Monophosphoryl lipid A (MPLA), a less toxic derivative of lipopolysaccharide (LPS), is employed as a vaccine adjuvant and is under investigation as a non-specific immunomodulator. However, the differential response of human leukocytes to MPLA and LPS has not been well characterized. The goal of this study was to compare the differential transcriptomic response of human blood to LPS and MPLA. Venous blood from human volunteers was stimulated with LPS, MPLA or vehicle. Gene expression was determined using microarray analysis. Among 21,103 probes profiled, 136 and 130 genes were differentially regulated by LPS or MPLA, respectively. Seventy four genes were up-regulated and 9 were down-regulated by both ligands.

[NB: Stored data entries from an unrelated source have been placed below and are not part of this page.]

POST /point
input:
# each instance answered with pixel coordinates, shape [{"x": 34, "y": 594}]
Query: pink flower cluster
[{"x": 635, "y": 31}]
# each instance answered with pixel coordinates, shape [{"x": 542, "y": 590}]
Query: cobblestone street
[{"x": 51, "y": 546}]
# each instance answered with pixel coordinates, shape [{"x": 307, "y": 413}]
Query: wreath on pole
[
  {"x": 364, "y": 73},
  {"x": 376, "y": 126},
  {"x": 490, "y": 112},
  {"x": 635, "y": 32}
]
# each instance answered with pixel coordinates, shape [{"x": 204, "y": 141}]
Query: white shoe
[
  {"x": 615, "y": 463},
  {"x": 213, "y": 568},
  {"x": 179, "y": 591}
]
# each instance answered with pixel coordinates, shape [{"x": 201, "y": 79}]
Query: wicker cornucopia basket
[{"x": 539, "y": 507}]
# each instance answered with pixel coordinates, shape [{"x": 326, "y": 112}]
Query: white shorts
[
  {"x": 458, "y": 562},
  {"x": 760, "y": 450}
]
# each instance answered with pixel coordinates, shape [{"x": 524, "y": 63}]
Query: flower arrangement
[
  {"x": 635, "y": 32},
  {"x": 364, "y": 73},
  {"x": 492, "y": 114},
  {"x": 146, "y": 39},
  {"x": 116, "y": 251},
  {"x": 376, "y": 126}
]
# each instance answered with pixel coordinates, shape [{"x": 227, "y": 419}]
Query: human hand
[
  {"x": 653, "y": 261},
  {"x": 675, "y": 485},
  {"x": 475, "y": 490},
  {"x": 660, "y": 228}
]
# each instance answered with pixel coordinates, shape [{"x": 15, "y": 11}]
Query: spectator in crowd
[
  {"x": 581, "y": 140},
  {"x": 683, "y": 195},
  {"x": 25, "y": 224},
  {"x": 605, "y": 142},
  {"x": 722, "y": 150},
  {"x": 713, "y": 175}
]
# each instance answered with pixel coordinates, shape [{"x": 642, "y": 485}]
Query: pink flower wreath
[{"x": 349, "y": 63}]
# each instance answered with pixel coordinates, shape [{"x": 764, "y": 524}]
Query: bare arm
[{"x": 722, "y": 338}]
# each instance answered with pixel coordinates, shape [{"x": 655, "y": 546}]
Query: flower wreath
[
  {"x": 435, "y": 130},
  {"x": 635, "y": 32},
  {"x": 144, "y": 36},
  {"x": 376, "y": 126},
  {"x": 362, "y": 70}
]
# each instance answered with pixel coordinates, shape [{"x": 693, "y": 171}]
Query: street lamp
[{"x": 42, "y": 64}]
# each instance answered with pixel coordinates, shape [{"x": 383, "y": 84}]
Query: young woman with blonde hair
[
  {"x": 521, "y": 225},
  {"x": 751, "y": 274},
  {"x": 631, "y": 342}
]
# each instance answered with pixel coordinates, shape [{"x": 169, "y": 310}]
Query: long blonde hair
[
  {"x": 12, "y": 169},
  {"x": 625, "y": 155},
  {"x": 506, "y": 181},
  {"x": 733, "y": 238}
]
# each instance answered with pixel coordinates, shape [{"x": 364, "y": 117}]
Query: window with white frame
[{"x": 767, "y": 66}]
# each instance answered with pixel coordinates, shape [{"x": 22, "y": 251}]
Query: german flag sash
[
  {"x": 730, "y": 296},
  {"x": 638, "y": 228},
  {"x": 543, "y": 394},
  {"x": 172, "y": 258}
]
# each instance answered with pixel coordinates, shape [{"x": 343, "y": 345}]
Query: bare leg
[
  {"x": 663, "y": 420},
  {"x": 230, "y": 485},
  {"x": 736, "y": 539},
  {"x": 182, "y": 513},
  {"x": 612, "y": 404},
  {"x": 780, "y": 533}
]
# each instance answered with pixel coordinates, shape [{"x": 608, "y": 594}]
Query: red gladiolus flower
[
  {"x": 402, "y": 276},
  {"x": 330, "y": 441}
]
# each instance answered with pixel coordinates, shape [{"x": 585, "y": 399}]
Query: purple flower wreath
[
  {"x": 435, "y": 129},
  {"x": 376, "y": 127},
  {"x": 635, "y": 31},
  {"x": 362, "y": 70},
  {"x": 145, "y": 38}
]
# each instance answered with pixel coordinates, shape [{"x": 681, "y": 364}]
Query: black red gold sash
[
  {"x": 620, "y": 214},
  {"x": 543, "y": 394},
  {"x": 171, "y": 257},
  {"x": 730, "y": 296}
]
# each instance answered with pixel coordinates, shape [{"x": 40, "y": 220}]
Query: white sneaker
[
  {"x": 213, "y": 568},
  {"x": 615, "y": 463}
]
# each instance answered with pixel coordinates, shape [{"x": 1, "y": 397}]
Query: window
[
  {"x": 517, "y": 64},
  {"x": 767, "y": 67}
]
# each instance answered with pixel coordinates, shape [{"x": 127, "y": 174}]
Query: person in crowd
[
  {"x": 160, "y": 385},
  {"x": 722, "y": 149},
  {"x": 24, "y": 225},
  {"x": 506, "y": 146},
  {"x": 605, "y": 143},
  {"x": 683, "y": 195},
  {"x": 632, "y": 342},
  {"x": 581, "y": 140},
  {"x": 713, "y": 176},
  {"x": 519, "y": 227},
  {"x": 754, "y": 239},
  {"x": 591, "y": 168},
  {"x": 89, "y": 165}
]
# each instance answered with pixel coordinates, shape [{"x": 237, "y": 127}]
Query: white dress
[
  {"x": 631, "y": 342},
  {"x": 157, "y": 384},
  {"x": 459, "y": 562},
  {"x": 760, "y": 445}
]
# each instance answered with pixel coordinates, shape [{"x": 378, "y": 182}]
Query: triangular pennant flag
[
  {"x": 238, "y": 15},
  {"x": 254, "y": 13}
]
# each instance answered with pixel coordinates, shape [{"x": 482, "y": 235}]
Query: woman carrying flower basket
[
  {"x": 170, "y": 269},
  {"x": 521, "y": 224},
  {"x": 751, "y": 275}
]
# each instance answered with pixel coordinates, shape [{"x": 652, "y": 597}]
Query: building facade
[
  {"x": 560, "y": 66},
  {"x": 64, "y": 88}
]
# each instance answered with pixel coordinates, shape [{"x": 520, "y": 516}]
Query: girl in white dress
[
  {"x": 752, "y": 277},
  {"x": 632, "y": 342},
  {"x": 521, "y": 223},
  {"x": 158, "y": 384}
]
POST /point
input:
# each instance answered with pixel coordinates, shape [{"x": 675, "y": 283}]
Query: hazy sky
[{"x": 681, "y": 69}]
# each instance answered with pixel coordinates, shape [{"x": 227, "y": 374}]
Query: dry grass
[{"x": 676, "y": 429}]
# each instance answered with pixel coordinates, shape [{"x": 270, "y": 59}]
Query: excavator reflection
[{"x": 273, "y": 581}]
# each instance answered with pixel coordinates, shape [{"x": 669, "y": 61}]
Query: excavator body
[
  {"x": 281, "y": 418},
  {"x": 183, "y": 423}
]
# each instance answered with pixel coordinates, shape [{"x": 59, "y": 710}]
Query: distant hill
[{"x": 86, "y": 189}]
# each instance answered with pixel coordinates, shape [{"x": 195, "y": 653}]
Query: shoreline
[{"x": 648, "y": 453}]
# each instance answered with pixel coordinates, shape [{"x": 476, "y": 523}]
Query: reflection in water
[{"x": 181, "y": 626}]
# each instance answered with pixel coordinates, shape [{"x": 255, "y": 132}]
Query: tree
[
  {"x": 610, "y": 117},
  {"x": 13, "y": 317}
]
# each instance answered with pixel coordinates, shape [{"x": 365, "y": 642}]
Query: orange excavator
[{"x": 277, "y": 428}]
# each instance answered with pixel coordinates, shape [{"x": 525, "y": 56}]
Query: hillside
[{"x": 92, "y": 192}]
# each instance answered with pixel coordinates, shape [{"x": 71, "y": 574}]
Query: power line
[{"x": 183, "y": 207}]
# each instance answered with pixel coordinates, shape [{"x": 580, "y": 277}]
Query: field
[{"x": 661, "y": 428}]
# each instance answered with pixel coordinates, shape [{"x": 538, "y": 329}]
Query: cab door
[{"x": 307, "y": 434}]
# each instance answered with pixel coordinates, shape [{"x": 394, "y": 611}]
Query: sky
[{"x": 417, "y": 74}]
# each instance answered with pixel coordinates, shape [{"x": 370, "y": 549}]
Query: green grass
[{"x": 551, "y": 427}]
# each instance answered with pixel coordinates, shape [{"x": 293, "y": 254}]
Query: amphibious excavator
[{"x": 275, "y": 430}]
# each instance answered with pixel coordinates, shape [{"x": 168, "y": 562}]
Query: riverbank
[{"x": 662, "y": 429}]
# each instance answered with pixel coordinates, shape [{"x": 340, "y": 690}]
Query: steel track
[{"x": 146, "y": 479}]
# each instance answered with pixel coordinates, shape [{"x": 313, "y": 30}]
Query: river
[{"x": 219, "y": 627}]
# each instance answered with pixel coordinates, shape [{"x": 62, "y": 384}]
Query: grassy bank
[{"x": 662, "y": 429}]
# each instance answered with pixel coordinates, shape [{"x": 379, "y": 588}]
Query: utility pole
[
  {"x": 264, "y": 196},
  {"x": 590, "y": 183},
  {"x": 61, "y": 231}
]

The remaining genes were differentially induced by either agent. Ingenuity Pathway Analysis predicted that LPS and MPLA share similar upstream regulators and have comparable effects on canonical pathways and cellular functions. However, some pro-inflammatory cytokine and inflammasome-associated transcripts were more strongly induced by LPS. In contrast, only the macrophage-regulating chemokine CCL7 was preferentially up-regulated by MPLA. In conclusion, LPS and MPLA induce similar transcriptional profiles. However, LPS more potently induces pro-inflammatory cytokine and inflammasome-linked transcripts. Thus, MPLA is a less potent activator of the pro-inflammatory response but retains effective immunomodulatory activity.